Se permitió enfrentar la mirada de lord Rathbourne. ¿Era alivio lo que veía en esos ojos oscuros?
Fue apenas un instante, pero definitivamente era algún tipo de emoción, porque ¿qué otra cosa podía ser?
Debería haberlo imaginado: si lord Rathbourne había descubierto su nombre, ya debía de saberlo todo sobre ella. Dudaba mucho de que hubiese algún aristócrata británico que no supiera quién era Betsabé Wingate.
En ese caso, no tenía la menor intención de contratarla. Solo había ido hasta allí para contentar a su sobrino... y tal vez para contentarse a sí mismo.
Quizá tuviera otro tipo de tarea en mente para ella y el muchacho le hubiera proporcionado la excusa perfecta.
Nadie esperaba que un hombre, ni siquiera uno perfecto, llevara una vida célibe. El mundo seguiría considerándolo el parangón de la nobleza aun cuando tuviera una amante, siempre que fuera discreto, por supuesto.
—¿Qué clase de arreglos? —preguntó lord Lisle.
—Estamos entreteniendo a la dama, que sin duda debería estar dando clase —intervino Su Ilustrísima—. Ya discutiremos el asunto más tarde, Lisle.
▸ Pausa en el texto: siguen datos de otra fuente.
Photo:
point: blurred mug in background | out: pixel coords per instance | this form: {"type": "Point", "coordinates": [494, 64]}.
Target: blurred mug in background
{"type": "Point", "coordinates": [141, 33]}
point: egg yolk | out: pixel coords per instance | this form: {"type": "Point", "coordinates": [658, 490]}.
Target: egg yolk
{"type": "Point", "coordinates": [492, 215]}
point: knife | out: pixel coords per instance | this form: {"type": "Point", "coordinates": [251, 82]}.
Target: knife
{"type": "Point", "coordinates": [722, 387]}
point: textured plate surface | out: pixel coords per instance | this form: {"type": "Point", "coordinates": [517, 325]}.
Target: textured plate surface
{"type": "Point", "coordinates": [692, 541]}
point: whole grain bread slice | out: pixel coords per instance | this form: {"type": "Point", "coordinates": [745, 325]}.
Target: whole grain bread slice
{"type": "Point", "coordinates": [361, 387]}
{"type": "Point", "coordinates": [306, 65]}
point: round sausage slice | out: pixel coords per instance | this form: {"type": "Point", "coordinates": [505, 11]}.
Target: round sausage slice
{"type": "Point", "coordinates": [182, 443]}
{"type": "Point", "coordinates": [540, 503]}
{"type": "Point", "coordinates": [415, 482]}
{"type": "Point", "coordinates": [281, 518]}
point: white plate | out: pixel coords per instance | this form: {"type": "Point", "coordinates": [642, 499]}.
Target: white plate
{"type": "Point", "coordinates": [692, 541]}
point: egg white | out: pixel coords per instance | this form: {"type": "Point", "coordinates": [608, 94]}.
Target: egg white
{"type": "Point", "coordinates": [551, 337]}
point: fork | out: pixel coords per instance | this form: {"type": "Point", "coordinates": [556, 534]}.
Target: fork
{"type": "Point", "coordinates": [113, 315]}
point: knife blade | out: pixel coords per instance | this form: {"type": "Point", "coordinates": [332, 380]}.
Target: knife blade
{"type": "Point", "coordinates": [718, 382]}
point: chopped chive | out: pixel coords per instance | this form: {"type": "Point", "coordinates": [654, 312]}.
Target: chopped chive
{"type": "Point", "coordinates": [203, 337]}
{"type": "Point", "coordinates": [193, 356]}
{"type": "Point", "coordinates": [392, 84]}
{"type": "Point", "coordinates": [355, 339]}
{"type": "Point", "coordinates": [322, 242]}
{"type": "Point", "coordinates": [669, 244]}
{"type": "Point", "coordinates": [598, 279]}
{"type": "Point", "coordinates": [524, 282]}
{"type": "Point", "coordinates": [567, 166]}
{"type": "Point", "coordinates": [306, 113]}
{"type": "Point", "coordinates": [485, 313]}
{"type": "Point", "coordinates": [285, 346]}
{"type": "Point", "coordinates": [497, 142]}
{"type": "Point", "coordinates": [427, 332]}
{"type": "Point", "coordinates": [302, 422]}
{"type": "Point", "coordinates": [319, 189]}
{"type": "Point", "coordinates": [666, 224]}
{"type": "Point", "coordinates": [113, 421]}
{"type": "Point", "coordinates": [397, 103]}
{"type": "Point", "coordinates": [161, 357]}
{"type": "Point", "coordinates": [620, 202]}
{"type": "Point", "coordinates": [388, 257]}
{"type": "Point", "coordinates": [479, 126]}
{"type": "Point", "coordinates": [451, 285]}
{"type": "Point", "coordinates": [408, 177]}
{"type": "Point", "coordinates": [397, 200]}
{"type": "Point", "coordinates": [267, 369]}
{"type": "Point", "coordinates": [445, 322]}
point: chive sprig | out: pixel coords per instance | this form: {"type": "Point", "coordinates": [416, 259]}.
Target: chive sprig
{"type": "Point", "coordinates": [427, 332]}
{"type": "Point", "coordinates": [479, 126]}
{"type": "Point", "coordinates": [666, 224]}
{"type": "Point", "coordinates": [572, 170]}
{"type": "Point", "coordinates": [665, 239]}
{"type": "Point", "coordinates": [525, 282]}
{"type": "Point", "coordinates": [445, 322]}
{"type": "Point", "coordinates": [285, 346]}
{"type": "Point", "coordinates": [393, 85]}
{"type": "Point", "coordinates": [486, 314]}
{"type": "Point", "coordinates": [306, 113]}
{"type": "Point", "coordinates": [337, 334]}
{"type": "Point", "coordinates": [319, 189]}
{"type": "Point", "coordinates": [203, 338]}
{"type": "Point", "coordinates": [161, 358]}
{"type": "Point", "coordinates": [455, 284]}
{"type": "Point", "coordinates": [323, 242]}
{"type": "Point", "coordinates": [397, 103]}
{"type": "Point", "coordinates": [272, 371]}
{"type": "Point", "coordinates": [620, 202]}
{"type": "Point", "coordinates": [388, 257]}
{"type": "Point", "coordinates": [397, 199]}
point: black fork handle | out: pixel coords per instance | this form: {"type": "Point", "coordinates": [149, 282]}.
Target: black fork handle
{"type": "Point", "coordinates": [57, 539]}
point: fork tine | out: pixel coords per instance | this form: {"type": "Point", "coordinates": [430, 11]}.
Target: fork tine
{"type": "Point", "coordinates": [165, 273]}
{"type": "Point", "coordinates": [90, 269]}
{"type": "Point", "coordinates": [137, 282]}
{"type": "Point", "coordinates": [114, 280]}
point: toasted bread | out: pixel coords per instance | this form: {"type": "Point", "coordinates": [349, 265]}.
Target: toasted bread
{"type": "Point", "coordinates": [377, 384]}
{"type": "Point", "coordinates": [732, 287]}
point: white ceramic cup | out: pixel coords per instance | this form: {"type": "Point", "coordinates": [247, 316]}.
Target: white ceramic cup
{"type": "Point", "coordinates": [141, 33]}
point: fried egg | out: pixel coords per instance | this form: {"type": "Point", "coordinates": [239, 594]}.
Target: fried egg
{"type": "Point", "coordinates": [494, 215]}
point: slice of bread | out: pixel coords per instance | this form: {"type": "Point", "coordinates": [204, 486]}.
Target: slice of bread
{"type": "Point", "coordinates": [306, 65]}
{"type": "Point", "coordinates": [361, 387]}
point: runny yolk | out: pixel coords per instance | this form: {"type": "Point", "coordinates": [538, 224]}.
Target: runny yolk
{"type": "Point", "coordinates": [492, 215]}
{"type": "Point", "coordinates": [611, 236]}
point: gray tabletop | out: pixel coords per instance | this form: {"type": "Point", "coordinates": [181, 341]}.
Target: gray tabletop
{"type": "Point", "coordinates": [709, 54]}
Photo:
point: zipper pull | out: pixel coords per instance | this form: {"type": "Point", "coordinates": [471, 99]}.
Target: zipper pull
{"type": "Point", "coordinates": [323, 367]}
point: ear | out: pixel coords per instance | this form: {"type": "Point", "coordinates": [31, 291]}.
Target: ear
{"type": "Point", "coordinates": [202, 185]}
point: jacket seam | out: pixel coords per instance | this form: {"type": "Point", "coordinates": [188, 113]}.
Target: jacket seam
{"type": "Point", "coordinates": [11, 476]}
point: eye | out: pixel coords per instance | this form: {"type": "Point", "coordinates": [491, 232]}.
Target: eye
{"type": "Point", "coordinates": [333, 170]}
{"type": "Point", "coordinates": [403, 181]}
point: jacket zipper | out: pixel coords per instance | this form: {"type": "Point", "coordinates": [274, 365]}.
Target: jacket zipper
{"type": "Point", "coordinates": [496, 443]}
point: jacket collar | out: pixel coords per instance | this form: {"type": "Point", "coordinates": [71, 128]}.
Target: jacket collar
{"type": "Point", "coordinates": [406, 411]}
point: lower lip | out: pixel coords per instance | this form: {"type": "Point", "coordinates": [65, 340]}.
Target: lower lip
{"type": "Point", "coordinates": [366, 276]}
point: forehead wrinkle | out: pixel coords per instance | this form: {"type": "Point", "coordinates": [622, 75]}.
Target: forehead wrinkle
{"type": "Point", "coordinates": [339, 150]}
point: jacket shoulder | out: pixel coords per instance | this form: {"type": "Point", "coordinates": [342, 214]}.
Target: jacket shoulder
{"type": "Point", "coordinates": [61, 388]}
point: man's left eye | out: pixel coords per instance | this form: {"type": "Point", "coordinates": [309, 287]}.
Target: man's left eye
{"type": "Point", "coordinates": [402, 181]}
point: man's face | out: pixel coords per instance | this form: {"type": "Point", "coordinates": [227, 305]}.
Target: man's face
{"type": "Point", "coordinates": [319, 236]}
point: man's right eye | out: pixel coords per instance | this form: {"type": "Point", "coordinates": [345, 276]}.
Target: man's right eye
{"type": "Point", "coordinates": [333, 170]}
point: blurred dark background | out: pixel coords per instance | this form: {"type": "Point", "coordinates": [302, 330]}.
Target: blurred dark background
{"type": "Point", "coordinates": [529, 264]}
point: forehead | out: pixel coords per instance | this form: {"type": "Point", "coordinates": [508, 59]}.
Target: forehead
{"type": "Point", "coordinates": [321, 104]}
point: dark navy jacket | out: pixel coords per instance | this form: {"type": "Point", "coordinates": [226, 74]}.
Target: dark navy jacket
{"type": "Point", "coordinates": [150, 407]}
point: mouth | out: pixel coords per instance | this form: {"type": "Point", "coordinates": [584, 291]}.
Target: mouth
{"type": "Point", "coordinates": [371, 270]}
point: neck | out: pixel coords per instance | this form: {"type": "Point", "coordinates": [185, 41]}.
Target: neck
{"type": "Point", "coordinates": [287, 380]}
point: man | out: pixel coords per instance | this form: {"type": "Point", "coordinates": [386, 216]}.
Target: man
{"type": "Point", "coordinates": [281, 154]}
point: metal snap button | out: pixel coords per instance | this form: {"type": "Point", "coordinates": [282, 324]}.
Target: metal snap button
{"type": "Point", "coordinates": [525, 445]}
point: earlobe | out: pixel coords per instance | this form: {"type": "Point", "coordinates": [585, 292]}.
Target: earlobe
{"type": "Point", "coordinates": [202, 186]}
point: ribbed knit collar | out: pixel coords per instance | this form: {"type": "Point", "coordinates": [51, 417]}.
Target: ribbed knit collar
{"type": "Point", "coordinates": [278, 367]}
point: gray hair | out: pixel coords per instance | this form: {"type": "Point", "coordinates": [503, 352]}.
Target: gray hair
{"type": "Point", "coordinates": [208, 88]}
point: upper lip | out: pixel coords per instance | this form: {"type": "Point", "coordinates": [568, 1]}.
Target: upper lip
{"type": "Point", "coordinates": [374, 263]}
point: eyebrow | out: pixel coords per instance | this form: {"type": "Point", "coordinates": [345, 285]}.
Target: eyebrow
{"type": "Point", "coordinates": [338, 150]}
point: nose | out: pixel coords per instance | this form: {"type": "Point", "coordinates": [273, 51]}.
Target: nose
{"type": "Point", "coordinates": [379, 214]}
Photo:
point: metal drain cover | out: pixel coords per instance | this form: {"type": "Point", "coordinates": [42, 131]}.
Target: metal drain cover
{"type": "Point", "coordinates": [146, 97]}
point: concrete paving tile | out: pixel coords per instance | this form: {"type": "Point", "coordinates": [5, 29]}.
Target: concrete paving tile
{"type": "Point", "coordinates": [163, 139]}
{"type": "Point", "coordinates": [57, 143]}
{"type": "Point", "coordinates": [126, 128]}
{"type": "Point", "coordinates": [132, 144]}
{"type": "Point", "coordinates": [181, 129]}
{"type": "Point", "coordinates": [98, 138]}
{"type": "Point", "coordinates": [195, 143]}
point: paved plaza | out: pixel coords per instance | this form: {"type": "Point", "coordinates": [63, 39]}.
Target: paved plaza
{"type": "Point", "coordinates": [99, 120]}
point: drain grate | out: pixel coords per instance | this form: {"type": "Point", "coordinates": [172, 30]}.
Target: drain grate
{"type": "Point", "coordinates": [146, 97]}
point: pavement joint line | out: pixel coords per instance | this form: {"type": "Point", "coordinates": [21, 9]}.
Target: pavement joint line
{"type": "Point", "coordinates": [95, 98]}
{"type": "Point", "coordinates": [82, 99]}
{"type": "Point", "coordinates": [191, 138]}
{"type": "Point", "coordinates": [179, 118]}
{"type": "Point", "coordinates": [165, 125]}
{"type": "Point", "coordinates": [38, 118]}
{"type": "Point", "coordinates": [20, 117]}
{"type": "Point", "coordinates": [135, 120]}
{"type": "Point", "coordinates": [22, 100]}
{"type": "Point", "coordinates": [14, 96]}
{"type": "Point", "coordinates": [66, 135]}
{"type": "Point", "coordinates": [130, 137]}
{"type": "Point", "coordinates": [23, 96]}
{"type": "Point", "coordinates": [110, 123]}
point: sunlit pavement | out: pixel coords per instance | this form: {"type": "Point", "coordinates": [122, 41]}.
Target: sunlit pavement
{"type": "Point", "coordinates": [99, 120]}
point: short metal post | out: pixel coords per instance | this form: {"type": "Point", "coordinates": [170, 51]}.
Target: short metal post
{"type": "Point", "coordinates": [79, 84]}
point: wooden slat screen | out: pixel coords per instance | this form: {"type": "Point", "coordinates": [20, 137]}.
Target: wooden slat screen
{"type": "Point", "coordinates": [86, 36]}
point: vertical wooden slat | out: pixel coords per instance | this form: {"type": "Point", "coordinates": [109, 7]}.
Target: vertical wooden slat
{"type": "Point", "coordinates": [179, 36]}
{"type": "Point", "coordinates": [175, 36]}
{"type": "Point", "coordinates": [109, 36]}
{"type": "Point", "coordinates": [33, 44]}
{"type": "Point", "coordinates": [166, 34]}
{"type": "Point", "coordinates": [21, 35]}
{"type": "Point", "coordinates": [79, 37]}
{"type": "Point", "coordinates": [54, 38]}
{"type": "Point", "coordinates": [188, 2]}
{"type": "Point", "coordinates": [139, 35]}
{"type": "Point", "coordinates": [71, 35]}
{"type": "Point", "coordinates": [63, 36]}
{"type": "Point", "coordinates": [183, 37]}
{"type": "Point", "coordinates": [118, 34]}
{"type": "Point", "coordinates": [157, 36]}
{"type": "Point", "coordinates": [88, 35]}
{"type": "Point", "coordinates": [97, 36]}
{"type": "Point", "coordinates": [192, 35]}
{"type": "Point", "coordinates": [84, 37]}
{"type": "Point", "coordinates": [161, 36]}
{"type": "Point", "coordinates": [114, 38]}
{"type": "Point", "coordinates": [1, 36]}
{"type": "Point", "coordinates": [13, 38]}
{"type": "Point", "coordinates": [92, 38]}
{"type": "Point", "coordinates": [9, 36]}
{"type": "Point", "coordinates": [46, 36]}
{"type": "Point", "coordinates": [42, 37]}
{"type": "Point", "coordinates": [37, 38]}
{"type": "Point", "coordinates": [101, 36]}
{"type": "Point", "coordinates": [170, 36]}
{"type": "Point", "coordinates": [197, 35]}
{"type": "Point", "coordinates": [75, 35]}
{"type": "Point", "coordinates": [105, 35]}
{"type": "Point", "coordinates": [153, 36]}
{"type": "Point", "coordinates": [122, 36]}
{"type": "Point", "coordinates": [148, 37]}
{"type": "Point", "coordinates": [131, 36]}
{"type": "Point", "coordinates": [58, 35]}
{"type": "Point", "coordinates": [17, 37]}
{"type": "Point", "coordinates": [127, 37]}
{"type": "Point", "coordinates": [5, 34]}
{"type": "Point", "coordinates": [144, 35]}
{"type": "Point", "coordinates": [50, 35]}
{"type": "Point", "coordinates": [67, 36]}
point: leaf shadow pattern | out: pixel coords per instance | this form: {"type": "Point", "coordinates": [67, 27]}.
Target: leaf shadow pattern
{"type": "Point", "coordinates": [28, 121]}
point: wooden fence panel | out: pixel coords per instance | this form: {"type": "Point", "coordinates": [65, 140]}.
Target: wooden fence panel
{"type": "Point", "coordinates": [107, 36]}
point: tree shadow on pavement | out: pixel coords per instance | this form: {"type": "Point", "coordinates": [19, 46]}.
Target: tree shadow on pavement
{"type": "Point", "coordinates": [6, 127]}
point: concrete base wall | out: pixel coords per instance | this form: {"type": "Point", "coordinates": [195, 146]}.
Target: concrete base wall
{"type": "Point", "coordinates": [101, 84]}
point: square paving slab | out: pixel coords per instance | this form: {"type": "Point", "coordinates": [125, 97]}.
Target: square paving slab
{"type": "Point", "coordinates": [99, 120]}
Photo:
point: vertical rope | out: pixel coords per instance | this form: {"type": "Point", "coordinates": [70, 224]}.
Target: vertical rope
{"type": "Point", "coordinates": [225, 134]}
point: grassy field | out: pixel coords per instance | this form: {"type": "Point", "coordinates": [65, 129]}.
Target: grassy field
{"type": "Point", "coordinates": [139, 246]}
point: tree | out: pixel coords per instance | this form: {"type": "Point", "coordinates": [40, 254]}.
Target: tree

—Por favor, háganlo —dijo ella, alzando la barbilla—. Si deciden seguir adelante con la idea, pueden ponerse en contacto conmigo a través del señor Popham, el dueño de la tienda de cuadros. Buenos días.
Se alejó a toda prisa de allí, con el rostro encendido y un terrible escozor en los ojos a causa de las lágrimas que se negaba a derramar.